Fix slurp_raw for files larger than 2GB#317
Fix slurp_raw for files larger than 2GB#317igor-raits wants to merge 1 commit intodagolden:masterfrom
Conversation
|
Thank you. I'll take a look but it may not be until next week. |
|
For the second hunk I’m somewhat uncomfortable with sometimes switching to if ( defined($binmode) and $binmode eq ":unix" ) {
# Use syswrite in a loop to handle write() syscall size limit (~2GB)

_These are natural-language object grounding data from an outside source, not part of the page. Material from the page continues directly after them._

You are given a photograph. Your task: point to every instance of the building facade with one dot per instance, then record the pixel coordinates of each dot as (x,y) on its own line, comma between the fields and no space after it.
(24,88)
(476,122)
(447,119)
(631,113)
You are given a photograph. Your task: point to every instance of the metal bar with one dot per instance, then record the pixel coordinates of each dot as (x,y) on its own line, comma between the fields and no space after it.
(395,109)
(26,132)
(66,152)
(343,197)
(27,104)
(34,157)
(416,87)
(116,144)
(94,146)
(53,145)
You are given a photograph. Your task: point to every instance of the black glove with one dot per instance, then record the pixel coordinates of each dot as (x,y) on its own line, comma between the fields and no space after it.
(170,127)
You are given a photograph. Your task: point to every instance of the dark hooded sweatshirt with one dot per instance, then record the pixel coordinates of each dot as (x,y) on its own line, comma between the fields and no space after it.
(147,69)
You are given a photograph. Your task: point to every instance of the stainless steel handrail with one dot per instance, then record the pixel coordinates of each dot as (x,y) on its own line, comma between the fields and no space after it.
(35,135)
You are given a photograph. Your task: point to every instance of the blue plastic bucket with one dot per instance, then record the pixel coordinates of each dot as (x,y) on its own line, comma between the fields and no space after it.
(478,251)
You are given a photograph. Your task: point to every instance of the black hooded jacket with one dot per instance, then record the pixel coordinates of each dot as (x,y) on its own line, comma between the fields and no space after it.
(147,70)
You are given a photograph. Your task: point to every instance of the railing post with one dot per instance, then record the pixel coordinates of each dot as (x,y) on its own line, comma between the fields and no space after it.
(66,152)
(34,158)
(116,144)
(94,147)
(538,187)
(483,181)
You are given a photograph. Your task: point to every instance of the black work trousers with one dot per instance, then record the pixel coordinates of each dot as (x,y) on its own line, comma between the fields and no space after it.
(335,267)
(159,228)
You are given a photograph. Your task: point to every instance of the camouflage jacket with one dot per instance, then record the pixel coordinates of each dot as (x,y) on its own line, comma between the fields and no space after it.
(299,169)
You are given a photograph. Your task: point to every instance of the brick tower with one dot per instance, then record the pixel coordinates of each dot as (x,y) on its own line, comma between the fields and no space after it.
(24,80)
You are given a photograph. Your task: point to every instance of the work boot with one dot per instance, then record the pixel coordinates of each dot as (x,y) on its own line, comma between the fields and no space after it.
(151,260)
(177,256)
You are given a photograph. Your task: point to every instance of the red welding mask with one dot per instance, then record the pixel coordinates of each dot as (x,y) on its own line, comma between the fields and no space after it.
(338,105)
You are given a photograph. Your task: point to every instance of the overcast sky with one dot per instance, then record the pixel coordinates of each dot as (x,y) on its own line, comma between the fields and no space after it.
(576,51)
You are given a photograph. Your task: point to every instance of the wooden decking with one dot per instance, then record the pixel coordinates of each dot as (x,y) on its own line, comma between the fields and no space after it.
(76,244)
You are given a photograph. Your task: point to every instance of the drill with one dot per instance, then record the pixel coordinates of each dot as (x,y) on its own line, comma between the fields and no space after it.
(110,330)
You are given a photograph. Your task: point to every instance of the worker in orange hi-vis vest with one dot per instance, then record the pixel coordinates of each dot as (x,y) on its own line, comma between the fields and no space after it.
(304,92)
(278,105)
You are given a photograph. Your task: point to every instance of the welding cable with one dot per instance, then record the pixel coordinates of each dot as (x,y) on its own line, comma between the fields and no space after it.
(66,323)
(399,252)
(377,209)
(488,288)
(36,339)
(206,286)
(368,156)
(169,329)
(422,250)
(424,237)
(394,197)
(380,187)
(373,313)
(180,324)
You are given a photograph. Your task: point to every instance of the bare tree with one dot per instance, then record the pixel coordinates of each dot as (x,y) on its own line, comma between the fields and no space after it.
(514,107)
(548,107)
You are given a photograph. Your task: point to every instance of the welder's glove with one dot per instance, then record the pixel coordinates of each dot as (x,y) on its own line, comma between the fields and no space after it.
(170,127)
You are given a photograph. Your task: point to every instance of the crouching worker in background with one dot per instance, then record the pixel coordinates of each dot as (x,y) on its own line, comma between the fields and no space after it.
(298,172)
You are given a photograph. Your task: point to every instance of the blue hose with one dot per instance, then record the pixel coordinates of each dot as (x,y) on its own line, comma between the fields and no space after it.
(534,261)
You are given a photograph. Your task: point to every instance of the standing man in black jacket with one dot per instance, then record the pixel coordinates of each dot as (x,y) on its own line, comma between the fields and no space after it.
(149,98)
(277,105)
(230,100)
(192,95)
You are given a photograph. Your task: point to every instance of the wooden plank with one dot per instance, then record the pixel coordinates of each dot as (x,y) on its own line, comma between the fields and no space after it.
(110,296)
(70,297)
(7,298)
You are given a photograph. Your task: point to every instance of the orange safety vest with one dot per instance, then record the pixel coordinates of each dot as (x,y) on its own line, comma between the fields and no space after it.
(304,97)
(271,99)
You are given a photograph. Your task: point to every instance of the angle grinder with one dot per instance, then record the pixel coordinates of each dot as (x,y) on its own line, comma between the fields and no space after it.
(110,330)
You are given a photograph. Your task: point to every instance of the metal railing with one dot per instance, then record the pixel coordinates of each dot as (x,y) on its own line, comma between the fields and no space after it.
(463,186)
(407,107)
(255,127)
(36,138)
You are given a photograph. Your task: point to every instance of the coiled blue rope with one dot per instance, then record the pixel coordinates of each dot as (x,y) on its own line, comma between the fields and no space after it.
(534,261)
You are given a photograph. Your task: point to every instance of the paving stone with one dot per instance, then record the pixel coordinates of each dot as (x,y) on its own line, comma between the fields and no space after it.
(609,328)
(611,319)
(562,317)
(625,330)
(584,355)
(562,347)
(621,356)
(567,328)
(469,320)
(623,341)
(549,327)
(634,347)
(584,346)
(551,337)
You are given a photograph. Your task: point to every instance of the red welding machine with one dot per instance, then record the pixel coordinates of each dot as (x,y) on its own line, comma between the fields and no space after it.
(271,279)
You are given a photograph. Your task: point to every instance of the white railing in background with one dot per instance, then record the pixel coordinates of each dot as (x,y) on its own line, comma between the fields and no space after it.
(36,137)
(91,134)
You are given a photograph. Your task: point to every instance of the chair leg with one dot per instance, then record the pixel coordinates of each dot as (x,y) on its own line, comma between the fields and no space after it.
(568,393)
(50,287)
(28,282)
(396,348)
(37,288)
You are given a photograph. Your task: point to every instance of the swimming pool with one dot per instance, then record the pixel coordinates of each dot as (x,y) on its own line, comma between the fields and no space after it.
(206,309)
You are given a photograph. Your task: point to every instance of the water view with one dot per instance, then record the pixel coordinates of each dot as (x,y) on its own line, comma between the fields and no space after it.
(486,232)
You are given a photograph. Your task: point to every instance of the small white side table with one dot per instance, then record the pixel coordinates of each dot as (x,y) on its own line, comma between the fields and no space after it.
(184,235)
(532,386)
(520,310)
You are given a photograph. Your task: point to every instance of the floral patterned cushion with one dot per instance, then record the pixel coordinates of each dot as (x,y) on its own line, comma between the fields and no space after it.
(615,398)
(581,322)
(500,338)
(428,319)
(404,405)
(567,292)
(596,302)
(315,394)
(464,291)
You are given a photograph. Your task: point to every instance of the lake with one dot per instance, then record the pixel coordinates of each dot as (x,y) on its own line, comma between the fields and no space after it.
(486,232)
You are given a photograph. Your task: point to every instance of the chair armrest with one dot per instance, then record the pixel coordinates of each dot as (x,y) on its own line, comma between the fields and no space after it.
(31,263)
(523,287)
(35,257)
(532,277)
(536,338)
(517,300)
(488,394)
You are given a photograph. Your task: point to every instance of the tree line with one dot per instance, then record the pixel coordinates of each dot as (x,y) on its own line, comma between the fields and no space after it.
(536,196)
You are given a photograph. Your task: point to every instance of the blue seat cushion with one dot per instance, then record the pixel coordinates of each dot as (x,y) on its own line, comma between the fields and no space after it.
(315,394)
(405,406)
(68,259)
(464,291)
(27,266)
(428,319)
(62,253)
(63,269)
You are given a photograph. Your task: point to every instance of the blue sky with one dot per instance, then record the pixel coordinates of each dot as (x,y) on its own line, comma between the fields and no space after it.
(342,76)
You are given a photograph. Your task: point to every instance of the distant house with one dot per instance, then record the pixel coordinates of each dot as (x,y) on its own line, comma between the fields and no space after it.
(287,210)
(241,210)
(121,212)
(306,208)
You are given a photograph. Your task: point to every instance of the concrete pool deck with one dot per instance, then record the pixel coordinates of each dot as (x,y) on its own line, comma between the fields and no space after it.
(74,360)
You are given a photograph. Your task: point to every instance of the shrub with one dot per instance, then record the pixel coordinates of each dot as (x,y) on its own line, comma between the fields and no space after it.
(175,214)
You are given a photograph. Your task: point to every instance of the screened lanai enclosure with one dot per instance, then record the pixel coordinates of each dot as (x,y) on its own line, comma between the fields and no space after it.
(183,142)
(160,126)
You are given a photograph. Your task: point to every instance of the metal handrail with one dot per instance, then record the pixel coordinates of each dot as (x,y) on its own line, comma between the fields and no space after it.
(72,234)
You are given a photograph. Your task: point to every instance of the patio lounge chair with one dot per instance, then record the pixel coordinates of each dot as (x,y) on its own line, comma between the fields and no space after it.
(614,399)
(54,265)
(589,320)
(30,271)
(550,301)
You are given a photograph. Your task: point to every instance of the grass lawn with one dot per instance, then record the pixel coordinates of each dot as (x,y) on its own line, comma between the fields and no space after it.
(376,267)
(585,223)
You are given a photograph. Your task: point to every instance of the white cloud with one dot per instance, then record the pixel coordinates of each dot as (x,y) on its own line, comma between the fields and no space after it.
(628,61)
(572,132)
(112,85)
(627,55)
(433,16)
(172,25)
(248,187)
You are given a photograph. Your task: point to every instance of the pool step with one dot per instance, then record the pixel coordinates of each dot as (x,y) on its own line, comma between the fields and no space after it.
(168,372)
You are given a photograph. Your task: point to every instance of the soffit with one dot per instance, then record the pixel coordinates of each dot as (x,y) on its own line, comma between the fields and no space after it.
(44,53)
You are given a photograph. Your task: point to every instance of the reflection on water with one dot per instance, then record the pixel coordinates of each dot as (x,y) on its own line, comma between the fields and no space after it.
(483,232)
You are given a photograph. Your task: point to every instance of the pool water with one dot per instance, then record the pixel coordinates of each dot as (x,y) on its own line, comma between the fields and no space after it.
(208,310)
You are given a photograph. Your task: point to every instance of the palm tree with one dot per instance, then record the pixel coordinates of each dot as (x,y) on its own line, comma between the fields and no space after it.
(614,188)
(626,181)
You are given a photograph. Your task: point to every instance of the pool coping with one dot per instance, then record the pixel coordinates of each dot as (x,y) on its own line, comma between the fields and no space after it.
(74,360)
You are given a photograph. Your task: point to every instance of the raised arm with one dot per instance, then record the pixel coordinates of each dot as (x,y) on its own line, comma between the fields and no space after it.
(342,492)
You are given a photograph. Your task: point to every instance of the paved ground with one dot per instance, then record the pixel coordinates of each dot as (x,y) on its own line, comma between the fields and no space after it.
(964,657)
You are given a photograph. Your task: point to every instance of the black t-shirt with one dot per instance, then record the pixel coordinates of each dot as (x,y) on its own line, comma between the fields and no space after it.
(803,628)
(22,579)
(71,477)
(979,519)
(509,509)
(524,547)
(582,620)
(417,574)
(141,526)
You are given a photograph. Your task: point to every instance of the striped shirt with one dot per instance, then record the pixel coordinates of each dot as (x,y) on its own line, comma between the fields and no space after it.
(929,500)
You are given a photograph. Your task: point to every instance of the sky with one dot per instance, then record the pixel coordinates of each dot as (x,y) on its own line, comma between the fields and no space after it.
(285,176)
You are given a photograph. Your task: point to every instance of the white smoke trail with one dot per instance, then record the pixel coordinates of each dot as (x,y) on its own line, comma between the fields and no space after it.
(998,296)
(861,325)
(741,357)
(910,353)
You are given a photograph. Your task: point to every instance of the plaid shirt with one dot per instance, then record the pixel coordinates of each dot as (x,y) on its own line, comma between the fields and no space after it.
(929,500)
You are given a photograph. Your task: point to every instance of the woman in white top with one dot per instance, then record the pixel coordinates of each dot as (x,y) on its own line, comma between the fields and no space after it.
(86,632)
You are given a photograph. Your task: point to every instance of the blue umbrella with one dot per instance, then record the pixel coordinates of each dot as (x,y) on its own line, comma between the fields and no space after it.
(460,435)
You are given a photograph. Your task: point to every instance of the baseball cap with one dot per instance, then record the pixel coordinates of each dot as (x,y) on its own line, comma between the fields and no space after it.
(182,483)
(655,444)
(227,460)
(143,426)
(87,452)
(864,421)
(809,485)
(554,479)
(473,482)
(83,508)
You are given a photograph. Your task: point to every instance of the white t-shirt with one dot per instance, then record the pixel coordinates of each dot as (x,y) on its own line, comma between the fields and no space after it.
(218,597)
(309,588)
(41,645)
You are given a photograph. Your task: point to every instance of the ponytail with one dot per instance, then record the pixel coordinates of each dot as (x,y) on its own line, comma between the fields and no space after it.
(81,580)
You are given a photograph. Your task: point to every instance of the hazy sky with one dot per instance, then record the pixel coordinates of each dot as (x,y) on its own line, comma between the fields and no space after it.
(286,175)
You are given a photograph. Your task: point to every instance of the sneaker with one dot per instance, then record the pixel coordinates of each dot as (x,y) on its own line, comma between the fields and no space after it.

for my $data ( map { ref eq 'ARRAY' ? @$_ : $_ } @data ) {
my $total_left = length $data;
my $total_written = 0;
my $rc = 0;
while ( $total_left and ( $rc = syswrite $fh, $data, $total_left, $total_written ) ) {
$total_left -= $rc;
$total_written += $rc;
}
$self->_throw('syswrite', $temp->[PATH]) unless defined $rc;
}
} |
48a9d7e to
161da60
Compare
|
@ap thanks for the review & feedback. I have incorporated it and force-pushed. |
|
Thanks. More thoughts, this time about the if ( defined($binmode) and $binmode eq ":unix"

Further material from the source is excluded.